Législation et bonnes pratiques de la chasse

La plupart des chasses se pratiquent entre mi-septembre et fin février, même si d’autres peuvent s’exercer avant ou après cette période que l’on appelle la période d’ouverture générale de la chasse au cours de laquelle passe l’hiver. Deux types de dispositions existent pour réglementer l’exercice de la chasse en fonction des conditions météorologiques : la réglementation de la chasse en temps de neige et la suspension temporaire de la chasse en cas de gel prolongé. Le Code de l’environnement prévoit que le préfet peut suspendre la chasse en cas de gel prolongé, pour tout ou partie du département, à tout ou à certaines espèces de gibier. La suspension s’étend sur une période de dix jours maximum et renouvelable.

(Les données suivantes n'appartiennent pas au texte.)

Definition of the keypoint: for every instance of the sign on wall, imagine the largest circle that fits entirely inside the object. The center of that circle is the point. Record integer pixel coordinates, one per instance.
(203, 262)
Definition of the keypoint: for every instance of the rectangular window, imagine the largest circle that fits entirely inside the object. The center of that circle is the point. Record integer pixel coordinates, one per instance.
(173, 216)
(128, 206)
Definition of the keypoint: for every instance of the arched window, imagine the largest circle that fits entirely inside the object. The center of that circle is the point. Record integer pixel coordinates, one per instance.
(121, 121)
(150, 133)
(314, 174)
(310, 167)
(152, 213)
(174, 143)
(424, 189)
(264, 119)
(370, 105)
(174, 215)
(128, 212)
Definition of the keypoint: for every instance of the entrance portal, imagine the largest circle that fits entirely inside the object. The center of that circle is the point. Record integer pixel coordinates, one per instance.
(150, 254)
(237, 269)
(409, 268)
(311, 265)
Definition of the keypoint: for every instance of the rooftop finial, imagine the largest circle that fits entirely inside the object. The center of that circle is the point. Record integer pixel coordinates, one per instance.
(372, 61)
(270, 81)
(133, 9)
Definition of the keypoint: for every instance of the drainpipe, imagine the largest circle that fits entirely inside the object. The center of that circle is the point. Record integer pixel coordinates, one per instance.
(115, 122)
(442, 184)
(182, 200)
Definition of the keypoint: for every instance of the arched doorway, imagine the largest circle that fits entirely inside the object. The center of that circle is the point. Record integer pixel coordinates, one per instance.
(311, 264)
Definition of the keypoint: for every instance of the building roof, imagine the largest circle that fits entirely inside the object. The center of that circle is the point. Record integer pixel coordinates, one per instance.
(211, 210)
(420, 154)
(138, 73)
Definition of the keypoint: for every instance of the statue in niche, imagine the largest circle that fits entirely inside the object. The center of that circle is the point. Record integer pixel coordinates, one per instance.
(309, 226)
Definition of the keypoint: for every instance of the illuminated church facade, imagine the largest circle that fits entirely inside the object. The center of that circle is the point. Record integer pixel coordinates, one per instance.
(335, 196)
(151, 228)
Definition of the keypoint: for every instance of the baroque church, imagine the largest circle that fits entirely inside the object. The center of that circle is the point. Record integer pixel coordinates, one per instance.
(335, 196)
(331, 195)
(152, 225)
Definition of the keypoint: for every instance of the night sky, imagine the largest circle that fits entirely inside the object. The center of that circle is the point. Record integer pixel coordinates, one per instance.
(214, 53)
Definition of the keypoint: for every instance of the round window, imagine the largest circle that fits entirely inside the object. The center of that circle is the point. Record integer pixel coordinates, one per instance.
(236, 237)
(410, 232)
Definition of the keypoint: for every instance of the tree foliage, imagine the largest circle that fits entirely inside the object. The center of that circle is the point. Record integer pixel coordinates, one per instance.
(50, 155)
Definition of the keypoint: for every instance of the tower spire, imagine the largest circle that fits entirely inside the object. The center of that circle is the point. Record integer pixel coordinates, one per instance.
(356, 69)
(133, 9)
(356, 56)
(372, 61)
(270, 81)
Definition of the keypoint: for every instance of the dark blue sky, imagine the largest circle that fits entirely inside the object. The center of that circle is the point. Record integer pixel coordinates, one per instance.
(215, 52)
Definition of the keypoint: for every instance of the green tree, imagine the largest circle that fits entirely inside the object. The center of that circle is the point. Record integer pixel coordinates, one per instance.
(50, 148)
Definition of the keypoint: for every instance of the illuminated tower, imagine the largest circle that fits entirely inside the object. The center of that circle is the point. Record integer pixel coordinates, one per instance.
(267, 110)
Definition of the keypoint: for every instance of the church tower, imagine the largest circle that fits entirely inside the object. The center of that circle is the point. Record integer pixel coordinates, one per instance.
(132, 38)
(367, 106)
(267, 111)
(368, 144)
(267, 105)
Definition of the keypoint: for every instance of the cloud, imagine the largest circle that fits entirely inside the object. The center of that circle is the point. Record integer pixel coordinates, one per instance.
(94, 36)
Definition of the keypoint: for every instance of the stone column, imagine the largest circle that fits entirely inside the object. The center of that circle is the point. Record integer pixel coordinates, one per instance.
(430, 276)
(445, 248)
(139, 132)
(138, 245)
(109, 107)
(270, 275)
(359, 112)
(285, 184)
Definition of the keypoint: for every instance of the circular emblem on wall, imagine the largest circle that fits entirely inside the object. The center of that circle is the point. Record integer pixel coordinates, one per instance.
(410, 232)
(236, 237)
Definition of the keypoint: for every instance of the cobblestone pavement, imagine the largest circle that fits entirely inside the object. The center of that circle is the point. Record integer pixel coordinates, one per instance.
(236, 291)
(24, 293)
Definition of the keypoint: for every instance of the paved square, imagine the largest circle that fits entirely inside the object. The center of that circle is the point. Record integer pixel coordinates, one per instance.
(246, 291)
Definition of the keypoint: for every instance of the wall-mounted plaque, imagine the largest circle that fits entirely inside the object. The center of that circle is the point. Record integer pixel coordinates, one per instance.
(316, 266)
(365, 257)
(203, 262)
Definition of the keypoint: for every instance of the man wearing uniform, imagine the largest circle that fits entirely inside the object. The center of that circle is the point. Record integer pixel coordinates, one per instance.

Un code de bonne conduite existe pour chasser en toute sécurité et des agents de polices rattachés à l’Office National de la Biodiversité (OFB) veillent à son bon respect. En préambule, les articles L.420-1 à L.420-4 édictent de grands principes : participation de la chasse à la gestion durable du patrimoine faunique et de ses habitats, équilibre des écosystèmes, respect du droit de propriété, exercice de la surveillance et de la police de la chasse par le gouvernement, définition de l’acte de chasse, etc. Certains articles du Code de l’environnement prévoient que des textes réglementaires (décrets ou arrêtés) apportent des dispositions plus précises. Enfin, l’article L.428-29 stipule que : « Hors de leur domicile, les chasseurs et les personnes les accompagnant sont tenus d’ouvrir leurs carniers, sacs ou poches à gibier à toute réquisition des officiers et agents de police judiciaire, des inspecteurs de l’environnement mentionnés à l’article L. 172-1 et des agents mentionnés aux 2°, 3°, 4° et 5° de l’article L. 428-20, ainsi que les gardes des Fédérations Départementales des Chasseurs, mentionnés au troisième alinéa de l’article L.

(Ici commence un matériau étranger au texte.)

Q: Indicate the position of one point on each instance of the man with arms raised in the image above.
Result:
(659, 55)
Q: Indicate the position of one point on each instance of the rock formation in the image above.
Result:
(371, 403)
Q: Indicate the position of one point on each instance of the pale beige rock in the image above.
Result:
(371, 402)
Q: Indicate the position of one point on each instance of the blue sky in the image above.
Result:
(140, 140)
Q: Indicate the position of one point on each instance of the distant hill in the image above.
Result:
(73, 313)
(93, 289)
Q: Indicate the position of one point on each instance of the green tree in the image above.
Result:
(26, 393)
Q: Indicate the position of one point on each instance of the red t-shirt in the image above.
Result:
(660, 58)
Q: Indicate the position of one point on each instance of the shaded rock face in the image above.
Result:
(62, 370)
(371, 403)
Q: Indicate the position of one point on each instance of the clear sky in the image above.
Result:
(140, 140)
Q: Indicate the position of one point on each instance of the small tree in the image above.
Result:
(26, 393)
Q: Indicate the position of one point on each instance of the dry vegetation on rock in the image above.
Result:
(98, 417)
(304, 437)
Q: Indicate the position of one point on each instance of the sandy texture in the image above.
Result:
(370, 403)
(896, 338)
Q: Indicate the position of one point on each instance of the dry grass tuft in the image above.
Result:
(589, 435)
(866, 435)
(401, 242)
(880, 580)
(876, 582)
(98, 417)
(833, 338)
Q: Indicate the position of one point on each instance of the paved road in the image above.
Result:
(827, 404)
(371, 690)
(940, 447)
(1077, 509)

Équipements essentiels pour le déplacement du gibier

Plusieurs équipements peuvent faciliter le déplacement du gibier suspendu, rendant cette tâche plus simple et moins pénible :

  • Treuil électrique : Idéal pour lever les gibiers lourds sans effort.
  • Système de rails en acier inoxydable : Permet de faire glisser le gibier une fois suspendu, facilitant son déplacement vers un espace de dépeçage ou de stockage.
  • Portoir à viande : Particulièrement utile pour les chasseurs d’oiseaux.
  • Étagère supplémentaire pour gibier sauvage : Permet de stocker plusieurs animaux dans une chambre froide.

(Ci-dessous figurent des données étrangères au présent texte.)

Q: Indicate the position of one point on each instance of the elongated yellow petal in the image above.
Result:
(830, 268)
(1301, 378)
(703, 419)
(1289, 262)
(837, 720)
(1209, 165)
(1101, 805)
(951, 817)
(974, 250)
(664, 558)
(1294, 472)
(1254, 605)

Techniques de déplacement du gibier

Le dépeçage des mammifères comme le lapin ou le lièvre doit être effectué rapidement après la chasse pour préserver la qualité de la viande. La technique consiste à suspendre l’animal, faire une incision circulaire autour des pattes arrière, puis tirer la peau vers le bas en la décollant. De toutes les responsabilités assumées par le chasseur à l'arc, lorsqu'il a décidé de tirer et qu'il a touché son gibier, aucune n'est plus cruciale pour l'avenir de la chasse sportive, que la réalisation de tirs responsables, suivi de la récupération du gibier abattu. Mais suivre le gibier blessé à l'arc et le récupérer lorsqu'il est mort, exige une connaissance de base, une expérience acquise dans la recherche réelle du gibier et des exercices d'analyse sur des pistes de sang.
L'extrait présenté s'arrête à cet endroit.